Their farms would do fine if they were not on them.
They have taken recourse to farming as the employer of the last resort.
A very large number are wondering how they would repay the loans they have taken to help get what passed for treatment to one of their kin who fell victim to Covid.
Some of these passed away, many more survived, but are in no condition to contribute to the family budget.
Ms Sitharaman proudly mentioned how the country has come out relatively unscathed after the deadly second wave of Covid, but these words offer no solace to the millions who lost everything to the treatment cost.
Many million young children have not gone to school for a year or longer.
They have missed out on what passes for education.
We admire the success of many Unicorns of Indian origin, Byju's being at the forefront of them.
Have we ever pondered why that is so?
The Byju's success story is based on the middle class parents' desperation to get their children at least rudimentary education in these Godawful times.
Should not the success of a digital school tuition enterprise make us deeply concerned about our education system?
And similarly, should not the widely-televised instances of Covid patients dying for want of oxygen make us ponder about the medical infrastructure?
What good would be the scores of new medical colleges and hospitals springing up all over the countryside if they cannot supply oxygen to incoming patients?
The prime minister has been proclaiming it a success that the government managed to provide free rations to 800 million during the pandemic.

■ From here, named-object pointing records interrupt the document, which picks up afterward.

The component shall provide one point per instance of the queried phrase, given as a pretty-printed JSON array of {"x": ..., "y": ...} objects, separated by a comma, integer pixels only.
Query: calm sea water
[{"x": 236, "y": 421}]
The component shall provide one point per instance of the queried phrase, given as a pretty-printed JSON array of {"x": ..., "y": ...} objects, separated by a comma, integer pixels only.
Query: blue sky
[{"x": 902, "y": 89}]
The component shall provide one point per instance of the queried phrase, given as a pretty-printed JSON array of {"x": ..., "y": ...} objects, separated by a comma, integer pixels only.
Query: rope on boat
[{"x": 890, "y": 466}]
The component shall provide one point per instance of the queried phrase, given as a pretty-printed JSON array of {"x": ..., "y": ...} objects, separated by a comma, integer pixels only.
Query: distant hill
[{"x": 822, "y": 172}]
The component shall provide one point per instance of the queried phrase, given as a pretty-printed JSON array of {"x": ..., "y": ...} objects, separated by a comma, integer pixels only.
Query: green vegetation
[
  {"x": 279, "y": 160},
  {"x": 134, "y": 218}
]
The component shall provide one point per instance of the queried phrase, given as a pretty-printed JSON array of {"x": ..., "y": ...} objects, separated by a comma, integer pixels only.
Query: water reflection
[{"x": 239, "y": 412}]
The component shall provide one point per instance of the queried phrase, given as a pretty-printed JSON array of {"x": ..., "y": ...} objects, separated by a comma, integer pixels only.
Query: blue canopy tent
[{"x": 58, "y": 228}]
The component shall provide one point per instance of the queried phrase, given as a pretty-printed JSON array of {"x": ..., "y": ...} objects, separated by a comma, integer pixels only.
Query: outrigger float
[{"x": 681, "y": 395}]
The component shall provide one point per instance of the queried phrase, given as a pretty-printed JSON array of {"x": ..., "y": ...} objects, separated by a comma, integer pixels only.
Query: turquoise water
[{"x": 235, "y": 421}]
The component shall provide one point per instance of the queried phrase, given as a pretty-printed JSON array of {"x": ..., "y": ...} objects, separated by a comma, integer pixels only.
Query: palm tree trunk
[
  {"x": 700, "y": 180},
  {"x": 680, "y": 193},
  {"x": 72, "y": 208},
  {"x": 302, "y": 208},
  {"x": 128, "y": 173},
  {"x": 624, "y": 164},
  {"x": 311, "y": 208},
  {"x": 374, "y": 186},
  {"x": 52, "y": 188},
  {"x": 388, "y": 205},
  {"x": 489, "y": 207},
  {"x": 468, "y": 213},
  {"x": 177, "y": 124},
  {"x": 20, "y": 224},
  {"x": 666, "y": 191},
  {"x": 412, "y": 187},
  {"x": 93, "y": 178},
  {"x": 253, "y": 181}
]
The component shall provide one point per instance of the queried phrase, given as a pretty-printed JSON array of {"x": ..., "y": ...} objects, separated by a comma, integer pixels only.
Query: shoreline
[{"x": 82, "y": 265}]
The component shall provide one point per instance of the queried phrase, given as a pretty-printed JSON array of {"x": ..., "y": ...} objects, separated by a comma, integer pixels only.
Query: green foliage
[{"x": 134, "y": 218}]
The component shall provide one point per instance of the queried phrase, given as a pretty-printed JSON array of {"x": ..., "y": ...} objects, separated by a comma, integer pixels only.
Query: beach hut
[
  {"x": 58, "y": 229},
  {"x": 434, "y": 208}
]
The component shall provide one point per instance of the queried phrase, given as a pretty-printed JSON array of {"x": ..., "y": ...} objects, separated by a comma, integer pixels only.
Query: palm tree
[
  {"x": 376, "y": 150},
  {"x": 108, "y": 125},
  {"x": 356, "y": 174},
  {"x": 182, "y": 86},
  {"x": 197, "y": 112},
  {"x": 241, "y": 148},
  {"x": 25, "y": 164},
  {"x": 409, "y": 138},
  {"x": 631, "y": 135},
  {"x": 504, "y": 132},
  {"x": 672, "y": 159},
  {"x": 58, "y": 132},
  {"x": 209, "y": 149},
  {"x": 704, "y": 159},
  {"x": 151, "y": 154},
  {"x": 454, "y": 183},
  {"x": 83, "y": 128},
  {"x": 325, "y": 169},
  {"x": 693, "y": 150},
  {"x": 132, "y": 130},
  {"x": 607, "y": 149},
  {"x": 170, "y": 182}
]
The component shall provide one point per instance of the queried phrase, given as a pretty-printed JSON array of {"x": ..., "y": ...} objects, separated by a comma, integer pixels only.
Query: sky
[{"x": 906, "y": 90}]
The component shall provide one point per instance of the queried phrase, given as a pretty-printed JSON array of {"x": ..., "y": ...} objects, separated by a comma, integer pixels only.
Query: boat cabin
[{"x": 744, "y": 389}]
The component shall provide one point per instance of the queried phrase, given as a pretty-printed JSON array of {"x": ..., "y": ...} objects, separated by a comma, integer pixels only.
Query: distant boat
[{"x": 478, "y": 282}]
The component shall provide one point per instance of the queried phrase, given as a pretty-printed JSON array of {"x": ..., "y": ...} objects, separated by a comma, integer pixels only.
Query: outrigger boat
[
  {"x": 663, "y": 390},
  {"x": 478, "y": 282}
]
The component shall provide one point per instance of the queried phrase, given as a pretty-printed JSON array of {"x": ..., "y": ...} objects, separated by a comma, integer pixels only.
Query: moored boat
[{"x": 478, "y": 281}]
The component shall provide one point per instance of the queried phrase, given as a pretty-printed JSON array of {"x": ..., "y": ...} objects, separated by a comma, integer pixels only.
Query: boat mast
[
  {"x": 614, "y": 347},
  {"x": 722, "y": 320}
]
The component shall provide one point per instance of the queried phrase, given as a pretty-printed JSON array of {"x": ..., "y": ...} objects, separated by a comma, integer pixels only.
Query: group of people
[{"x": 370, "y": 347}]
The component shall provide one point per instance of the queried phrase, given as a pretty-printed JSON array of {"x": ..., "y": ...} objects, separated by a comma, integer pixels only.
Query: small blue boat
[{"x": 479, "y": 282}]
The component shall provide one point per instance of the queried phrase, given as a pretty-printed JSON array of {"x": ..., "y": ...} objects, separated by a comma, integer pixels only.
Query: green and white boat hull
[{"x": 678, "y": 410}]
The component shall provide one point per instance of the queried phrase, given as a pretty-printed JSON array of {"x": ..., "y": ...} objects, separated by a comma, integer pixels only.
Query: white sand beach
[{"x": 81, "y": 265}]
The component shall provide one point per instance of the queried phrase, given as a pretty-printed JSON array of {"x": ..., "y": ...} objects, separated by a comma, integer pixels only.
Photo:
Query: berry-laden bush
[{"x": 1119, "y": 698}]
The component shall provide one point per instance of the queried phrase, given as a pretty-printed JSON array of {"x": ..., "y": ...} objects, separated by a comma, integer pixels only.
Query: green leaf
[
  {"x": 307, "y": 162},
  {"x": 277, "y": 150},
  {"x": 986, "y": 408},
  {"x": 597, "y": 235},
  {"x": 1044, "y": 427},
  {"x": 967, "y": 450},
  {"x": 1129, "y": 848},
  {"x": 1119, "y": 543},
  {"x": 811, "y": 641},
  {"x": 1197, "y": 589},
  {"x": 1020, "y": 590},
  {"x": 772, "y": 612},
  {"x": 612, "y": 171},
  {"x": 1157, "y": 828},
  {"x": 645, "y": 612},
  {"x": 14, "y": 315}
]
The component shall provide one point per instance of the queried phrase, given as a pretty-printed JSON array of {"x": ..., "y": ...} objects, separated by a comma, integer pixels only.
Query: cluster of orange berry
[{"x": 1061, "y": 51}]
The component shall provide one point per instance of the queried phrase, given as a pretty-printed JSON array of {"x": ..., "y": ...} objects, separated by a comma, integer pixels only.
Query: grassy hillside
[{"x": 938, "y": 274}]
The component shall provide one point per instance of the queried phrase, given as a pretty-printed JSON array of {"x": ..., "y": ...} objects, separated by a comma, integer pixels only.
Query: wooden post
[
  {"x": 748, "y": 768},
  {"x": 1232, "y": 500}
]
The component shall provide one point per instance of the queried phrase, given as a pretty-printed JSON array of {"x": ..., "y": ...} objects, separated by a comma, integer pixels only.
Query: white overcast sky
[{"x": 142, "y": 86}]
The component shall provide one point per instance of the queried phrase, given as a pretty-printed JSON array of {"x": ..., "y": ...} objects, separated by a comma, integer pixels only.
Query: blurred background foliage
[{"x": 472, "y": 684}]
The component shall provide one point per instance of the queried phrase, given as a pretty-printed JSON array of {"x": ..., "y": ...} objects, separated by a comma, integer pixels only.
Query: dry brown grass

What kind of a wannabe economic superpower claims it a success that 65 percent of its population cannot afford to pay for the most basic requirement of life, food?
No Ms Sitharaman, this was the one Budget that required radical departures on all these fronts, when it had none.
It required to say how we would permanently gain an export share which the Chinese have been vacating and countries like Vietnam and Bangladesh are not in any position to take up the slack, in garments and footwear.
We needed to hear how the government has a package of policies to attract new investment in these and similar industries and make available to them cheap manpower, so that they become globally competitive.
This was the time when we needed to hear how we are reversing the trend of untrained manpower returning to agriculture.
When you have a tax-to-GDP ratio stubbornly staying stuck around 10 per cent, you need to think out of the box to raise more resources, because the existing resources would nearly all be exhausted servicing earlier loans and paying the salary, and now pensions.
As a business education graduate, Ms Sitharaman surely knows that unfunded pension liabilities make an organisation economically unviable.
Government of India is in that category.
Where would the money come from then for such a big-bang Budget?
For one, from a vigorous and serious disinvestment.
Ms Sitharaman proclaimed the Rs 18,000 crore sell-off of Air India as a great success, but she did not mention that the target in the previous year's Budget was many times higher.
And this year, she said a part of the government equity in the behemoth Life Insurance Corporation would be sold, but she did not say what happens to many other public sector enterprises.
Had such a Budget been placed on the Lok Sabha table, we would have stood up and applauded. We would have said to ourselves, let's go do it.
We yawned instead and muttered "Thank God, it was not the usual two-hour long yarn!"